Another soon-to-be homeowner, Emma Lo, a Yale medical student completing her residency in psychiatry, said she was “disappointed” to hear opposition from people “who have money, who have a roof over their head” — a comment that immediately set off the room.
“Let her speak!” “She doesn’t live here!” “It’s not your backyard” “Could you just please be respectful?” everyone said at once.
Lo picked up again by saying that it was a “small ask” to let Youth Continuum expand into their basement.
She said she’d already seen the help the non-profit offered to one of her patients, an African immigrant with a severe mental illness.
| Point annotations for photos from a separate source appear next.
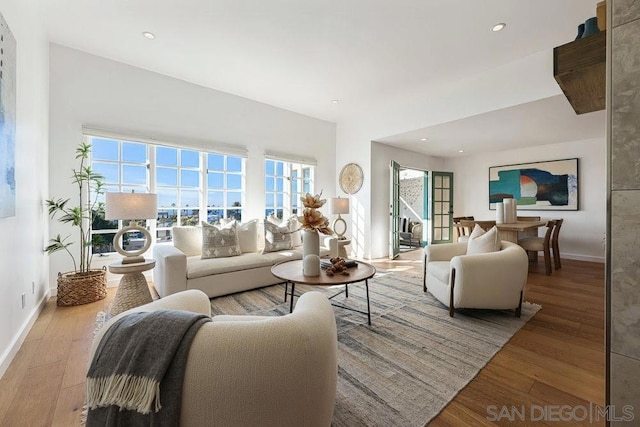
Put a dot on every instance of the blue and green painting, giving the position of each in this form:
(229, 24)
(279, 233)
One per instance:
(530, 187)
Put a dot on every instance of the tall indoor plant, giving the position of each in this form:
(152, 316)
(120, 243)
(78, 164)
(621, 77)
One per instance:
(82, 285)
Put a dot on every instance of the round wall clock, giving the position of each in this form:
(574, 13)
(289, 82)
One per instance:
(351, 178)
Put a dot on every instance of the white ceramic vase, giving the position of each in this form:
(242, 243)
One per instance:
(310, 253)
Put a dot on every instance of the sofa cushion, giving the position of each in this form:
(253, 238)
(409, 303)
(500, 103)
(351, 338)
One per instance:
(440, 270)
(248, 236)
(198, 267)
(481, 242)
(188, 239)
(220, 242)
(276, 237)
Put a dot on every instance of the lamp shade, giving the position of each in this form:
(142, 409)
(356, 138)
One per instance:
(131, 206)
(338, 205)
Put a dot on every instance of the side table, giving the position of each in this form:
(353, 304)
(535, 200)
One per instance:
(133, 289)
(342, 250)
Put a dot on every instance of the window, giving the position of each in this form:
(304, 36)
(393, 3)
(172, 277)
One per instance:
(224, 187)
(285, 184)
(192, 186)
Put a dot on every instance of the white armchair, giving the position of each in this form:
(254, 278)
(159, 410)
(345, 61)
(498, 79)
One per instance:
(256, 370)
(493, 280)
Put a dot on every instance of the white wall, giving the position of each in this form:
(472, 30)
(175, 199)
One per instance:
(583, 231)
(381, 156)
(97, 92)
(493, 89)
(23, 235)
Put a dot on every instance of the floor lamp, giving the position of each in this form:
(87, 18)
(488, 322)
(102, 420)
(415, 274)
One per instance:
(132, 206)
(338, 205)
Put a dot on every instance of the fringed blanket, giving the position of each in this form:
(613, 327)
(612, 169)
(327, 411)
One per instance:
(135, 377)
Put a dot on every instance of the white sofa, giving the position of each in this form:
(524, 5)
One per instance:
(493, 280)
(177, 271)
(253, 370)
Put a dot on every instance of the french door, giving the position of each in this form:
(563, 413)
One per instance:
(441, 207)
(394, 210)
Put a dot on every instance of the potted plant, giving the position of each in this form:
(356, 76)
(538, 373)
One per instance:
(82, 285)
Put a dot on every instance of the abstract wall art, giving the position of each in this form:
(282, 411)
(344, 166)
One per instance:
(549, 185)
(7, 120)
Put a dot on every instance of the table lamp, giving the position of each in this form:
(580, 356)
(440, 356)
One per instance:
(132, 206)
(338, 205)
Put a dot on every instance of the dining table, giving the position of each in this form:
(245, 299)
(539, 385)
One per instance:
(512, 231)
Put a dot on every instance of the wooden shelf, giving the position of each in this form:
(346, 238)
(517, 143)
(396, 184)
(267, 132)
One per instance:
(579, 67)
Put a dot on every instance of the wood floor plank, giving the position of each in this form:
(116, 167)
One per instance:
(69, 407)
(36, 398)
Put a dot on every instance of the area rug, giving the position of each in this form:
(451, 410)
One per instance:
(411, 361)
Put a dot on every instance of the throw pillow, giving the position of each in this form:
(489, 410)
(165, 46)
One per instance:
(276, 237)
(188, 239)
(220, 242)
(248, 236)
(481, 242)
(273, 219)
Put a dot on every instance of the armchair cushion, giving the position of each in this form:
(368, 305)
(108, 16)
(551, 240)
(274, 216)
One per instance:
(493, 280)
(481, 242)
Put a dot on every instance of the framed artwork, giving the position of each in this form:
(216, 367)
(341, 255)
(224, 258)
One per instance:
(7, 120)
(545, 186)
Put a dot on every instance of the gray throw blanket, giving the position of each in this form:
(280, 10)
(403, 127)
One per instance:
(135, 377)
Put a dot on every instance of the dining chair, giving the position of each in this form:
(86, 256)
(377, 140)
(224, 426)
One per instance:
(486, 225)
(462, 230)
(555, 246)
(535, 244)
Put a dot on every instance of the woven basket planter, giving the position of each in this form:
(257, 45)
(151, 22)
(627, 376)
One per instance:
(81, 288)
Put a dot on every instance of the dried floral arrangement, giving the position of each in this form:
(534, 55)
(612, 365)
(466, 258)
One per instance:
(312, 219)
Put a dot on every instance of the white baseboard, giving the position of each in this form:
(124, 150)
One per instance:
(15, 345)
(588, 258)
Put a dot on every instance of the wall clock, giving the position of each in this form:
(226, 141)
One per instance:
(351, 178)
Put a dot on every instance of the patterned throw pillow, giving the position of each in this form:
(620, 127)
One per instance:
(220, 242)
(276, 237)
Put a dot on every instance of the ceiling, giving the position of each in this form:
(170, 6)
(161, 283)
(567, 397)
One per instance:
(300, 55)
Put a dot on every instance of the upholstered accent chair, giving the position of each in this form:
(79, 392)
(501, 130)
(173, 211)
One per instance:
(462, 230)
(543, 244)
(257, 370)
(493, 280)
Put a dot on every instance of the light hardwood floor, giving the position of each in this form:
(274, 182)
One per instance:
(556, 359)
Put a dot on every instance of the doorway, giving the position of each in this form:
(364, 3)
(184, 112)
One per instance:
(420, 208)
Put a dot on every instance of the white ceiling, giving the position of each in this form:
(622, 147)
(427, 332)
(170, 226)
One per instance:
(546, 121)
(302, 54)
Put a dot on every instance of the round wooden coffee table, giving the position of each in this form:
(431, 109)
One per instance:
(291, 272)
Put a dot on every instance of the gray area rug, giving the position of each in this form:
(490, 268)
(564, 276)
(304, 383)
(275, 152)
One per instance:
(411, 361)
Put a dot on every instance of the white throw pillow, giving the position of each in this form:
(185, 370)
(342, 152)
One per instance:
(481, 242)
(220, 242)
(276, 237)
(248, 236)
(188, 239)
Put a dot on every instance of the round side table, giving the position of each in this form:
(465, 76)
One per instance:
(133, 289)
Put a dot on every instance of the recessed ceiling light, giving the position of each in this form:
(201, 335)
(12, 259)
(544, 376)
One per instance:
(498, 27)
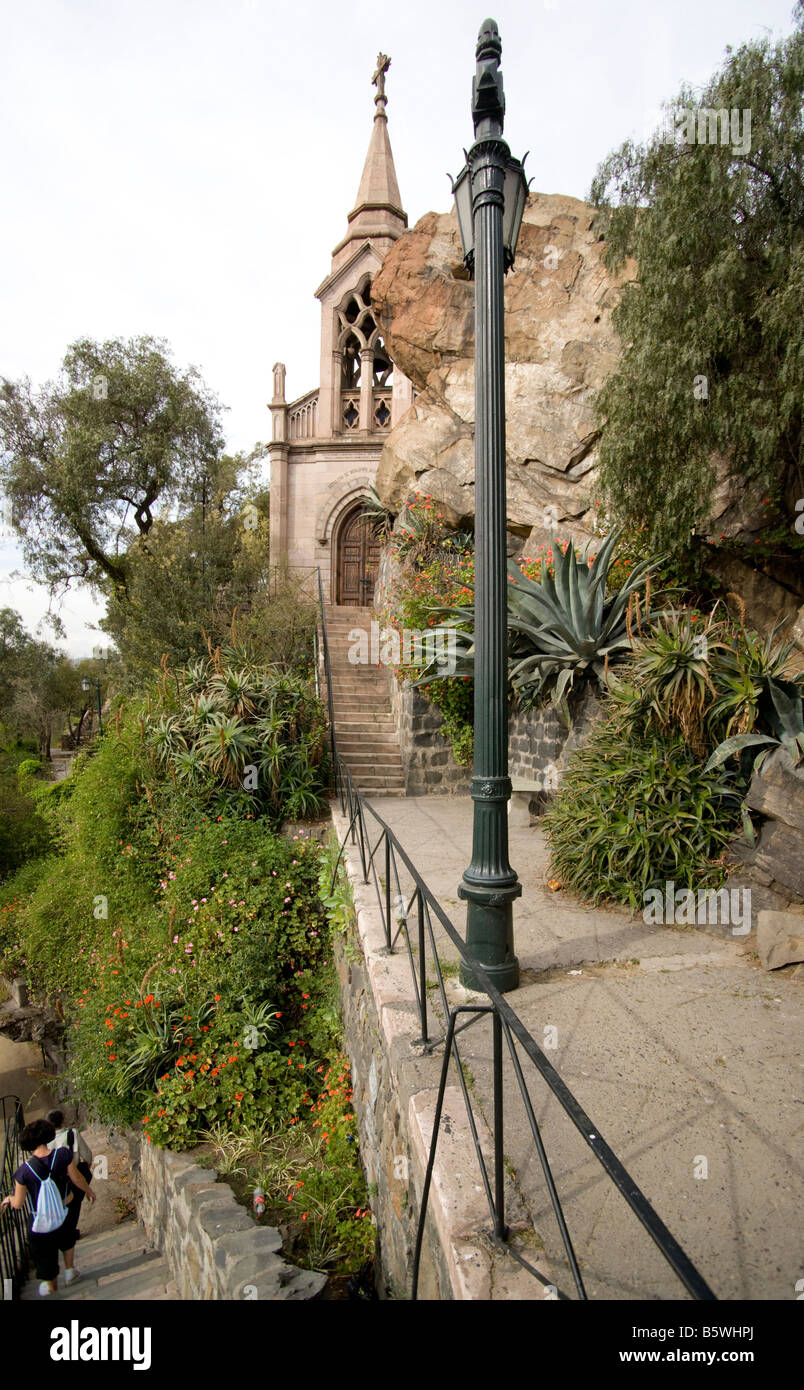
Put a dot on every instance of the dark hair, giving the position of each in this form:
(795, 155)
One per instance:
(36, 1133)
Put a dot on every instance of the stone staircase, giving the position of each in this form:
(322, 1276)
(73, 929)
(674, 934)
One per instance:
(117, 1264)
(365, 730)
After an arrest, he lost his housing, then after a hospitalization, he landed at Youth Continuum, she said.
“The alternative for him was staying in his car, wandering the streets and contributing to these problems that you all are mentioning,” Lo said. “I’m proud to go down Grand Avenue and find that there are so many resources for people in my neighborhood. I go running there and see many homeless people that are standing outside loitering, and I love it: I want them to be there. I’m very disappointed by people who have and are not sharing with people who have not.”
Responses flew back. “We pay taxes.” “We have to protect our neighborhood.” “You don’t go in the middle of the night and pick up condoms and needles.”
“These are kids!” Lo yelled.
Alder Greenberg said he hasn’t made up his mind about the project. “I’m still listening,” he said. “The poll is still open, and all my constituents have my phone number and email.”